In the case of Plumtree Court the mantelpiece and the wall behind it, physically linked at a moment in time form an archaeological context, one that can be recorded and compared with other contemporary contexts. Without realising it, the artist who sketched the mantelpiece became an archaeologist, making a two-dimensional record of everything he could see. The objects on the shelf and wall form an archaeological assemblage.

The archaeology of the Plumtree Court mantelpiece allows us to focus on the centre of anonymous lives that were probably spent almost entirely within a small area of London, perhaps just between the stench of Fleet Ditch and The Strand. Everything that might be required for those lives was available within a few streets and alleys: food (Farringdon Market was a hundred metres to the south, there were costermongers even closer, and at least one eating house) drink (a superfluity of inns and taverns, including several in and around the Court itself), furniture, ornaments, hardware, pawnshops, lamp oil, coal, entertainment, medicine, hair cutting, bakers, farriers, chandlers, stationers, printers, pewterers, picture frames, hatters, hosiers, access to religion, schooling (there was at one time a ragged school in Plumtree Court), Sunday School, slaughterhouses, a workhouse and burial grounds.

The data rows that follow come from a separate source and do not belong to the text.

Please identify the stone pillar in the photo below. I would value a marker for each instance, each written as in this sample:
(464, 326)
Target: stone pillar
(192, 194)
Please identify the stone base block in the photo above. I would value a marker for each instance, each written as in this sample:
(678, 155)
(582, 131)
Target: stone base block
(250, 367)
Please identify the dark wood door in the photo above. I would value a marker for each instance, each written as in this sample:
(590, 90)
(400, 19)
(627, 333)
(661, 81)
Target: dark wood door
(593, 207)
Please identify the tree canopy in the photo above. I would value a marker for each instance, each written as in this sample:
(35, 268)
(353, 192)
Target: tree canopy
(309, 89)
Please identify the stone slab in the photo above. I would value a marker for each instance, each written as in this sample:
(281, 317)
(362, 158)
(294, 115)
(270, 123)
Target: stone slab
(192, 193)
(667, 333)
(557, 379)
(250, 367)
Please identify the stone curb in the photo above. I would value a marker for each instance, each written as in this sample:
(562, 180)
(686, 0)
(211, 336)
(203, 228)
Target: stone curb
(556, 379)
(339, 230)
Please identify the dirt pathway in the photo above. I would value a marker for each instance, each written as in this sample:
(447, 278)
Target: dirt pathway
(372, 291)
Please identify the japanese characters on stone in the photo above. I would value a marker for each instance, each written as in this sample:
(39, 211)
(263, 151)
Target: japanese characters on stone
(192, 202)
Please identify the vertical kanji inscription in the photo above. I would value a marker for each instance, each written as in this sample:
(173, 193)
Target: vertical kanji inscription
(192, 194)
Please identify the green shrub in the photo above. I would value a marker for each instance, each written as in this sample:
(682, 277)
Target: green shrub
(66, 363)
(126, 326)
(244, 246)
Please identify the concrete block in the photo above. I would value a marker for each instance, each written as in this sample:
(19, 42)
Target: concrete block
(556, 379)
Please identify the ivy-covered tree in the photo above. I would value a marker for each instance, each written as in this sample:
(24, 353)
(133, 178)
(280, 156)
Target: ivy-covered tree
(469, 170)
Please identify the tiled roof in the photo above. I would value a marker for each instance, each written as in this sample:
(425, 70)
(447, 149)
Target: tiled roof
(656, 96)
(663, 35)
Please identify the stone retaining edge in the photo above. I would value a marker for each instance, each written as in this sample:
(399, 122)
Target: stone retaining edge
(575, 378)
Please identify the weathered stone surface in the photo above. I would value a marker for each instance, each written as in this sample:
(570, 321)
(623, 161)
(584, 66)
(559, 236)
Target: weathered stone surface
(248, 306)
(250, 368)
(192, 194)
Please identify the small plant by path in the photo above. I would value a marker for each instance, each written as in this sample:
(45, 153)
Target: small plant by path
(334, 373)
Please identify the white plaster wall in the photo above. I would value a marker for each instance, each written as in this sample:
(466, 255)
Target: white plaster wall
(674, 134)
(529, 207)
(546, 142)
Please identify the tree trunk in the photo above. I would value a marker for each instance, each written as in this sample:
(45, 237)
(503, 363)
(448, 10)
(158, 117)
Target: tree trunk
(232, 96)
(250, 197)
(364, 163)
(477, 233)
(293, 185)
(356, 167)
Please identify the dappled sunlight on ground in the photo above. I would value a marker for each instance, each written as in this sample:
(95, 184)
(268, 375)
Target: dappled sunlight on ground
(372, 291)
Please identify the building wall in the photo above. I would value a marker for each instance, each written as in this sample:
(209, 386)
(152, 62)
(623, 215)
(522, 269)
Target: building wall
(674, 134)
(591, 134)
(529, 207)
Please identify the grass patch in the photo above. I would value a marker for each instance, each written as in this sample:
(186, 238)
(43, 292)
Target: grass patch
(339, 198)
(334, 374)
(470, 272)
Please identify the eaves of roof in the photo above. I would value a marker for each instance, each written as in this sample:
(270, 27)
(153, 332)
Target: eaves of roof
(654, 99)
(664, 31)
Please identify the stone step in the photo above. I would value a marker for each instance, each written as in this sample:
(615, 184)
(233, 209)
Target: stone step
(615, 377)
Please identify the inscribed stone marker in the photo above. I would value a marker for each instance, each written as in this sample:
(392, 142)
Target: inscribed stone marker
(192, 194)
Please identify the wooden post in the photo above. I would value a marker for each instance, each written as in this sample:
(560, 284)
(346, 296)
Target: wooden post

The source of the artefacts

Just a few paces to the west of Plumtree Court is Shoe Lane, the likely source of many of the household's possessions. There, anyone at large would have encountered: Chair-menders – "Ornaments for your fire-stoves!" - Fly-catchers - Draught-bags - Italian images - Sham sailors - Groundsel - Baked chestnuts and potatoes - Night refreshments - Fruit and vegetable hawkers - Strawberries in pottles - Street stalls - Orange girls - Hand-bills - Beggars with paintings - Cheap Jacks - Preachers - Waits – Workmen's paper caps - Soldiers - Sailors - Pensioners - Beadles - Lamplighters - Crossing sweepers - Shoeblacks – Undertakers.
(Bennett 1924, 52-3)

In the midst of that bustle, almost overlooked in Bennett's list, "as he thrids his way with care" 2, is a seller of "Italian images", one of a class of itinerant peddlers known as "image-sellers", "image-boys", or figurinai. It was to their activities and their stock-in-trade that I looked in order to carry out the next stage of my investigation.


Last updated 11th April 2020


Figure 1

Photograph of Plumtree Court in 2015
Figure 1: Plumtree Court, Holborn, in 2015. (Image: Google Earth).

Figure 2

Map showing Plumtree Court
Figure 2: Detail of Ogilby and Morgan's 1676 map of London and Holborn. Plumtree Court zigzags to the east of Shoe Lane, just to the south-east of St Andrew's Church.

Figure 3

Map of Plumtree Court before development
Figure 3: Plumtree Court before development of its north side, 1860. Ordnance Survey.

Figure 4

Photograph of Plumtree Court in 2015
Figure 4: Preparing for the Holborn Valley improvement, 1863. Illustrated London News.

Figure 5

Photograph of Plumtree Court in 2015
Figure 5: The eastern end of Plumtree Court visible from the nearly-complete Holborn Viaduct, 1869. Illustrated London News.

Footnote 1

Plumtree Court was also recorded as "Plumb Tree Court" and "Plumptre Court".


Footnote 2

Wordsworth wrote in his Prelude of an Italian image seller in 1805 threading his way carefully through a crowd of pedestrians.